According to Apple’s latest report of its 200 key suppliers around the world, US companies still top the list this year, with 58 firms, accounting for 29 percent of the total.
The US is followed by Taiwan, which has 47 companies registered in Apple’s supply chain this year, for a 24 percent share, while Japan takes third place with 46 firms and a share of 23 percent, according to tallies compiled by KGI.
However, China in fourth place has seen its number of Apple supply chain firms increase 35 percent to 27 this year from 20 in 2011, which is a bigger increase than the 30.6 percent rise in the number of Taiwanese suppliers over the same period — from 36 in 2011 to 47 this year.
“Market worries about Taiwanese firms’ ability to secure orders being eroded by Chinese firms may not be coming out of nowhere,” considering the fast increase in the number of Chinese suppliers in the last two years, KGI analysts Angela Hsiang (向子慧) and James Lin (林育弘) said in the report.
The report found that Chinese suppliers have started to gain orders and edge out their Taiwanese counterparts in the businesses of electrical connectors, battery packs and video-graphics-array (VGA) resolution lens modules as well as acoustic components and package materials.
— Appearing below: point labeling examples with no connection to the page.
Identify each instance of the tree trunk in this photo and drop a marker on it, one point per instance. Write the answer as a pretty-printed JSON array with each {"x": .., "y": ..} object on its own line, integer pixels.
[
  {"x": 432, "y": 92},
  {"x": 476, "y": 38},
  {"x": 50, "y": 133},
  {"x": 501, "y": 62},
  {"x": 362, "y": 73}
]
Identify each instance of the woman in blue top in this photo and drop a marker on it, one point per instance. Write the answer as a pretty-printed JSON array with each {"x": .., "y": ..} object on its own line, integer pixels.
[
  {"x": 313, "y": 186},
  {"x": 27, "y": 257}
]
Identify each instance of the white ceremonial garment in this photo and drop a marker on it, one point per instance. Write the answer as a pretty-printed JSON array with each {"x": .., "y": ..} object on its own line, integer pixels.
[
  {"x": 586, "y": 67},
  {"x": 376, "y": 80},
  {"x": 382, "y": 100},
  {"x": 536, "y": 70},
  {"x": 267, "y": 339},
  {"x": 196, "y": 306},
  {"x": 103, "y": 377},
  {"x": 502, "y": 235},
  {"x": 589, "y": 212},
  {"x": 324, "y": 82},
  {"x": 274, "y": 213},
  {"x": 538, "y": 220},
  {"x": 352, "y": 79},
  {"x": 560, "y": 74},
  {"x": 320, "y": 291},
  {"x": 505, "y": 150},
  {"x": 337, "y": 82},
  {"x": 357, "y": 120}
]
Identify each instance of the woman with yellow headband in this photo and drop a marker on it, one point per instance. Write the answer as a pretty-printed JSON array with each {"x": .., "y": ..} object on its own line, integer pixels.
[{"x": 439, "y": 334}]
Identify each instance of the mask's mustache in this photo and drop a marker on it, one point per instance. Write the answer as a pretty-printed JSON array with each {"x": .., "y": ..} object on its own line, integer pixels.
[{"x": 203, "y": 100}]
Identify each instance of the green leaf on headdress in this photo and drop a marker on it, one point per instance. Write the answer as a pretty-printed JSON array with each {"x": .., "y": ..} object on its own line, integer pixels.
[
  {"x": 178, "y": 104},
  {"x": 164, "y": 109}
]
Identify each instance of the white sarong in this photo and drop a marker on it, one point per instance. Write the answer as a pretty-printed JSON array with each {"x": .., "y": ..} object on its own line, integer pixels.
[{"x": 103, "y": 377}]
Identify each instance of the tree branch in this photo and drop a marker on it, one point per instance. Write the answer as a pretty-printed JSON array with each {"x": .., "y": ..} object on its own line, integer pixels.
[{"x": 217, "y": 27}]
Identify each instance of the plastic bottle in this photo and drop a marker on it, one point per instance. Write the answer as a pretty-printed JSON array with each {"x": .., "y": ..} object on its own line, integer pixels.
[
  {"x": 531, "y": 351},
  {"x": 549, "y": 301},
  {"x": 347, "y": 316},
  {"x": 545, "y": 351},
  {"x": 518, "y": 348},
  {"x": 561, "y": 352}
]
However, the total number of Taiwanese suppliers is still ahead of the figures for Chinese companies in Apple’s supply chain. Moreover, Taiwanese makers still have the upper hand against their Chinese peers in fields such as printed circuit boards, camera lenses, backlight modules, thermal modules, flat panels, handset camera modules, casing, power supply units and final assembly services, the report showed.
As a result, the KGI analysts said the market might have overreacted to concerns about Taiwanese orders being substantially taken away by Chinese makers, citing the fact that Taiwanese companies generally have a higher-end product lineup than Chinese firms.
“Overall, Taiwanese firms in Apple’s supply chain still enjoy certain competitive advantages, especially those supported by advanced technology,” Hsiang and Lin said.
Among Taiwanese supply-chain companies, KGI particularly favors handset camera lens maker Largan Precision Co (大立光), Delta Electronics Inc (台達電) in power supply unit business, as well as metal casing suppliers Catcher Technology Co (可成) and Casetek Holdings Ltd (鎧勝), according to the report.